田昱也不管眾人的心思,開門見山道:「你們投的拜帖我都看過了,皆是經驗老道的講師。不過赤旗幫的學堂和尋常私塾不同,不教三綱五常,所有課業都要按照規定來講。」
這話可比剛才那句還要有殺傷性,那個鬚髮花白的老先生立刻叫道:「豈有此理,怎能連綱常都不教,這豈不是……」
「豈不是」三字出口,他猛然一驚,下面的話沒敢說出來。
田昱微微眯起來眼,替他補完了:「豈不是要犯上作亂?你覺得赤旗幫是做什麼的?」
那老頭額上的汗都出來了,兩腿抖的厲害,連身子都有些打晃了。
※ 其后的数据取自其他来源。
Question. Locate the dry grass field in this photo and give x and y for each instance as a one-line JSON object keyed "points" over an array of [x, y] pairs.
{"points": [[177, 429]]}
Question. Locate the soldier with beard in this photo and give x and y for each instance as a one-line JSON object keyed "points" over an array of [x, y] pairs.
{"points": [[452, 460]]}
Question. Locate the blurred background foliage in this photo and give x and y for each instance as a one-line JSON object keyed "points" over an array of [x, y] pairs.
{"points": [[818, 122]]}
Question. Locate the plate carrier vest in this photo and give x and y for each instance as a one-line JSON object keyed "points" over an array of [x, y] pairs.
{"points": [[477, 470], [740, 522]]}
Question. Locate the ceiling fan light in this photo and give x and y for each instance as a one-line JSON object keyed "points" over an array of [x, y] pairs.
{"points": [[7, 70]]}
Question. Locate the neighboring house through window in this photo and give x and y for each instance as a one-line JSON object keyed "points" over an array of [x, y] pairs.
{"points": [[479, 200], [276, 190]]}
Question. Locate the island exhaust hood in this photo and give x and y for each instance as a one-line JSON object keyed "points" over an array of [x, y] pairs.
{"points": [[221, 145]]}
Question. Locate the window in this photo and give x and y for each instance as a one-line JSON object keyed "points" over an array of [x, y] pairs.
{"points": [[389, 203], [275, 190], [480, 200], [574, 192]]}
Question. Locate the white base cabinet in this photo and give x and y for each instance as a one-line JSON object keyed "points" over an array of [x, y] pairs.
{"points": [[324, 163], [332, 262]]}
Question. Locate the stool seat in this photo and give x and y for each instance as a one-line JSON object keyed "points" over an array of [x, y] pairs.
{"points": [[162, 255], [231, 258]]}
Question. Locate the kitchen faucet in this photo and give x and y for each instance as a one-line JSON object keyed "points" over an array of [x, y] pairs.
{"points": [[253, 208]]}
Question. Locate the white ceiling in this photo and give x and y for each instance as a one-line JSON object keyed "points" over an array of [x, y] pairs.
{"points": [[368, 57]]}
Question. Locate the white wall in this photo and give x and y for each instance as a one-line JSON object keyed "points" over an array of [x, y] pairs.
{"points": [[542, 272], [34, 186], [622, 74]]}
王秀才也嚇得乾嚥吐沫,把頭垂的極低。是啊,現在還談什麼綱常,這赤旗幫連朝廷的大軍都敢打,幫主又是個女子,哪還有君君臣臣的樣子?若教了綱常,教了倫德,還當什麼海上大豪,直接投降不就得了。
看著下面一個個噤若寒蟬,不敢吭聲的秀才,田昱冷哼一聲:「在我赤旗幫,只要教‘仁義信’三樣,講《論語》、《孟子》、詩詞史書。若是不肯幹的,自可離去。」
沒人動彈,就算心裡再怎麼不願,此刻也沒人敢做出頭鳥。王秀才倒是鬆了口氣,至少還教「仁義信」,雖說有些失「禮」,倒也沒太違揹人倫。
然而心剛剛放下點,就聽臺上人道:「既然你們都知曉了學堂裡要教的東西,就以‘仁義信’為題,寫一篇時文吧。兩個時辰為限,字數不拘,到時間必須交卷。」
話音一落,不知多少人面面相覷。王秀才是真傻了,從沒見過考校教書先生,還要用時文評判的,還是這麼刁鑽的題目!五常都缺二,更不能提及三綱,那恐怕也沒法講忠孝了,多少套話都沒法用上。而且考校他們的可不是什麼朝廷,而是海上大豪的僚屬,又該如何奉迎,還不被套進「逆賊」的筐子裡呢?
好歹都是讀過十來年書的人,不止王秀才,其他人也是面色煞白,提筆維艱。要是有急智,有長才,怕不是早就有好去處了,哪會淪落至此?再說了,主考官可是進士出身,學識本領必然力壓眾人,就算寫出了文章,人家能不能看上眼呢?
見一群人神情,田昱不緊不慢的加了一句:「只要能入學堂,每年二十兩薪俸,包食宿衣衫,有年節貼補,還有能接來妻兒,在赤旗幫安家。若是教的好,也能升職漲薪。」
這句話,每一個字都敲在了眾人心底,王秀才再不遲疑,立刻提手磨墨,在胸中打起了腹稿。赤旗幫的要求是怪了點,但是錢給的也真多啊!只要能留下來,他就能養家餬口,照料妻兒了,絕不能放過這機會!
見眾人都埋頭寫了起來,田昱輕靠在了椅背上,撥出了一口氣。八股是有不少範式,然而這次的命題太過新奇,需要避諱的地方也多,還是臨時出題,連個準備都沒有。這種時候寫出來的文章,才是最能看出學問和心中傾向的。那些把「忠君愛國」擺在嘴邊,滿腹道德文章的,還是早早趕走為妙。赤旗幫要的可不是腐儒,甭管是不是真心認同他們的理念,至少也得能變通,知分寸,反正現在赤旗幫名氣大漲,招攬讀書人也不像之前那麼艱難了,是該好好揀選一番。
可惜人才還是不夠啊。田昱不由琢磨起了當年的同窗,同僚,甚至是那些下屬官吏。這些人中,恐怕也有不滿朝堂,鬱郁不得志的,興許能想法子拉來一些?還有他們要的並非是「官」,而更像是「吏」,之後恐怕也要添一些處理公文、政務的課程,可以從衙門裡尋些講師,那個羊師爺也是個精明有眼色的,要不要讓他也出點力,或是舉薦些人才?
除了蒙學之外,有些頭目、將領、管事們也有進學的意思,還得安排幾個專門的講堂,可以參照以前教導女工的法子。若是在考評里加上識字這一樣,恐怕肯學的還會更多……
想著想著,田昱唇邊不由露出了些笑容。雖然事情越來越多,忙得讓人喘不過氣,然而「興教化」這件事,不論何時都能讓人心情舒暢。平添了「教化」這樣利器,赤旗幫也會跟其他幫派大大不同,別有一番氣象吧?